Le prêtre cubain Alberto Reyes Pías, curé d'Esmeralda, Camagüey, a publié ce vendredi la livraison 168 de sa chronique hebdomadaire « J'ai réfléchi » avec un message qui va droit au cœur du débat sur les manifestations à Cuba : le cri du peuple cubain n'est pas une supplication pour des services de base, mais une exigence de liberté et de transformation politique.
Sous le titre « J'ai réfléchi à l'identité de notre cri », Reyes construit son argument à partir d'une approche inhabituelle : il a consulté une intelligence artificielle sur les causes du mécontentement populaire face à la dictature de Fulgencio Batista, qui est arrivée au pouvoir par un coup d'État en 1952.
L'outil a identifié comme facteurs du rejet citoyen de cette époque la censure, la répression de la dissidence avec des arrestations arbitraires, la corruption généralisée au sein des forces de sécurité, la centralisation du pouvoir et une émigration significative provoquée par les difficultés économiques.
Le prêtre n'a pas besoin d'expliquer le parallèle : il le laisse tomber avec une précision chirurgicale. « Il est triste de constater qu'en réalité, nous ne faisons que passer d'une dictature à une autre, qui non seulement a reproduit les mêmes erreurs que la précédente, mais qui, en outre, a plongé le pays dans la misère et la destruction, nous transformant en un peuple de mendiants survivants », écrit-il.
Reyes reconnaît que la Révolution est venue avec des promesses concrètes : un pays sans peurs, sans répressions, sans censures, où émigrer serait un choix libre et non une fuite désespérée. Mais il conclut que cette promesse a été trahie depuis ses fondations.
Le cœur de la réflexion est un avertissement adressé à la fois aux Cubains sur l'île et à ceux qui les observent de l'extérieur : que la précarité matérielle ne limite pas la compréhension de ce qui se passe. « C'est pourquoi maintenant, quand nous protestons contre les pénuries et la précarité de la vie, il peut sembler que notre cri soit assistanciel, et que nous ne sortions dans les rues que pour demander de l'électricité, de l'eau ou de la nourriture », admet le prêtre.

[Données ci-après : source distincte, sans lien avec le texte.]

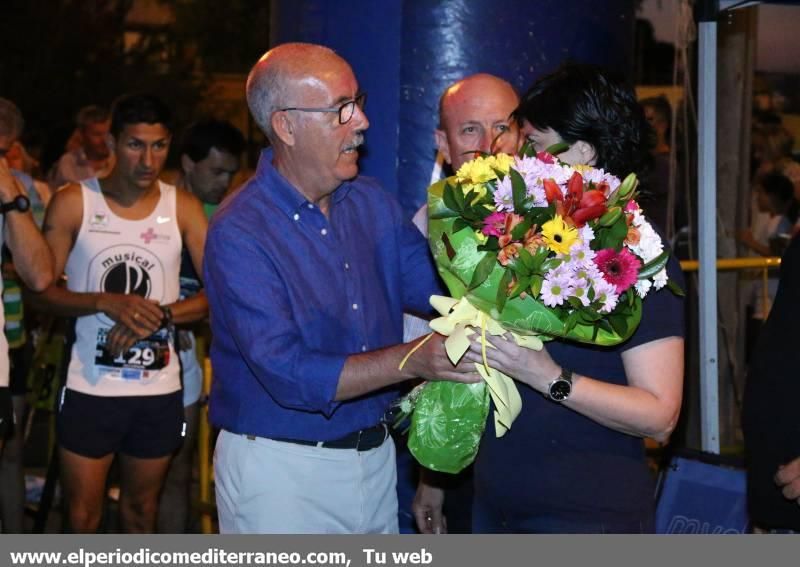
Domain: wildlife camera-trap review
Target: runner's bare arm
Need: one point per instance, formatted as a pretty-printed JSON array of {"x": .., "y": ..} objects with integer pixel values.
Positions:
[{"x": 61, "y": 226}]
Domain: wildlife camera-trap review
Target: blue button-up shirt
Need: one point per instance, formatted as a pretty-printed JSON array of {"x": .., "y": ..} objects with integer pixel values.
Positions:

Mais il corrige immédiatement cette interprétation : « Que les urgences et les besoins ne nous trompent pas, et ne trompent pas ceux qui nous regardent depuis l’extérieur de nos côtes, car parmi les cris qui réclament le minimum vital, ce peuple crie 'Patrie et vie !', crie 'Changement de système !', crie 'Liberté !', crie 'Ça suffit !' ».
La colonne arrive à un moment de crise extrême. Cuba a enregistré trois effondrements totaux du Système Électrique National en juillet 2026, avec des déficits de production dépassant 2 000 MW aux heures de pointe. Les chutes du SEN ont laissé des millions de personnes sans électricité. Les médicaments essentiels disponibles depuis 2025 ne représentent que 30% de l'approvisionnement normal, la mortalité infantile a doublé pour atteindre 9,9 pour chaque 1 000 naissances et la production alimentaire a chuté de plusieurs dizaines de points de pourcentage.
Dans ce contexte, l'Observatoire Cubain des Conflits a enregistré un nombre record de 107 manifestations en juin 2026, avec 82 concentrées à La Havane. Des organisations indépendantes estiment à plus de 1 300 le nombre de prisonniers politiques qui demeurent incarcérés à Cuba, dont des centaines soumis directement à des sanctions en raison des manifestations du 11 juillet 2021.
Reyes n'est pas une voix nouvelle ni improvisée. Il publie sa chronique depuis 2020 et a construit l'une des références critiques les plus soutenues sur l'île. En janvier 2026, la Sécurité de l'État l'a convoqué avec un autre prêtre à Camagüey. En mai 2024, il a fait un geste symbolique en annonçant qu'il ferait sonner 30 fois les cloches de son église chaque nuit de coupure de courant. Dans ses récentes interventions, il a décrit Cuba comme un « pays en guerre » en raison des coupures de courant et de la pénurie, et la semaine dernière, il a suggéré que ceux qui détiennent le pouvoir vivent aussi dans la peur du peuple.
En ce cinquième anniversaire du 11J —les plus grandes manifestations antigouvernementales à Cuba depuis des décennies— de nouvelles casserolades à La Havane Vieille et à Guanabacoa ont été enregistrées, un signe que la flamme que décrit Reyes ne s'est pas éteinte. Sa conclusion dans la livraison 168 ne laisse aucune place à l'ambiguïté : « Notre cri n'est pas assistanciel, il est de changement radical, il est de fin des chaînes, il est de vie en liberté ».